Dernière étape enfin, à partir de la Libération et de la capitulation nazie, les gouvernements successifs de la IVème et de la Vème République ont remisé les promesses d’évolution de l’empire colonial, de ses statuts, de réparation de ses injustices. La réforme centrale qui eut été celle de la citoyenneté générale n’est pas posée et l’accès à l’indépendance est considéré comme une atteinte à l’intégrité nationale. Incapable de penser cette période qui s’ouvre, les gouvernements ne savent qu’opposer la répression et la guerre aux demandes légitimes en particulier de ceux qui ont porté les armes contre le nazisme. A Sétif en 1945, à Madagascar en 1947, en Indochine puis en Algérie, de révoltes en guerres d’indépendance, tous ces hommes à qui on a tant promis se saisissent de ces mots pour en faire des armes. Incapable de prendre le tournant, la France répond par le maintien des injustices coloniales. Les promesses faites se révèlent des impostures et peu de choses changent.

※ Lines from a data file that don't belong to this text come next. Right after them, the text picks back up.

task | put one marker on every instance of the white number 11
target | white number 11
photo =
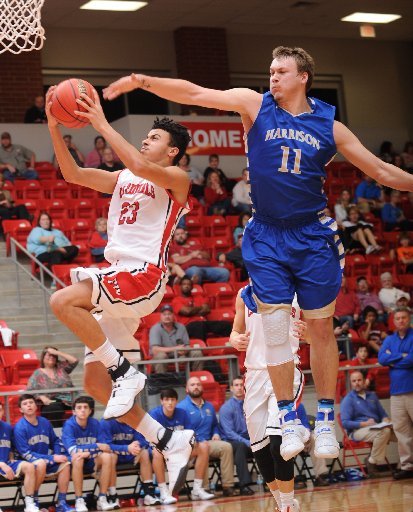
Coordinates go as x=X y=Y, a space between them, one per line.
x=284 y=162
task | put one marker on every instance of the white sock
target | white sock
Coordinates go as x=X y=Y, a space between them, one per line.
x=108 y=355
x=150 y=429
x=163 y=489
x=287 y=499
x=276 y=494
x=197 y=484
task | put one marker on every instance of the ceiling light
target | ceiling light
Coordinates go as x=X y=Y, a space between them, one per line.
x=371 y=17
x=113 y=5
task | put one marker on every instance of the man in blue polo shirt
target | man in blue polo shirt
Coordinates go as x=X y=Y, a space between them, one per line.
x=361 y=410
x=203 y=421
x=397 y=353
x=169 y=416
x=234 y=430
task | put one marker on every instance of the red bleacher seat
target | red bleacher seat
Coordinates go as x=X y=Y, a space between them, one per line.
x=17 y=229
x=220 y=294
x=45 y=170
x=19 y=364
x=213 y=391
x=62 y=272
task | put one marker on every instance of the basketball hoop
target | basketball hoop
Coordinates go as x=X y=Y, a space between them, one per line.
x=20 y=26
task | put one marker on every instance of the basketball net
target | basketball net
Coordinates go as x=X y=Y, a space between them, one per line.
x=20 y=26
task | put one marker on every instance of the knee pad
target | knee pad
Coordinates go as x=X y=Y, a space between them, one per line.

La preuve manifeste en est ce texte réglementaire de 1959, dont nous commémorons aujourd’hui la sinistre existence. Il aura suffit d’un changement de dénomination, qui transforme un titre de pension en une simple indemnité pour officialiser une discrimination. A la seule mention de leur lieu de naissance, au mépris de la règle citoyenne qui veut que quelqu’un qui a risqué sa peau dans les armées de la Nation a droit à son égale reconnaissance, les combattants des anciennes colonies ne bénéficient pas d’une égalité de traitement que le préambule de la Constitution, comme la Déclaration universelle de droits de l’Homme considèrent comme le fondement de la vie sociale. Je voudrais donner un éclairage peu glorieux de ce qu’est cette discrimination. Alors que le temps d’engagement obligatoire dans les chantiers de jeunesse de Vichy est assimilé à un service militaire et peut donner lieu à pension et validation, le texte de 1959 supprime cette possibilité aux anciens soldats coloniaux. Deux poids, deux mesures, il y a bien eu construction réglementaire d’une discrimination.
Pour la LDH, cette cérémonie du 8 mai a donc un double objectif. D’abord rendre justice à des personnes manifestement inégalement traitées en fonction de leur origine. Mais aussi montrer l’importance qu’il y a à regarder en face notre histoire sans la parer de l’hagiographie du temps béni des colonies, dont nous voulons montrer qu’il est bien fini.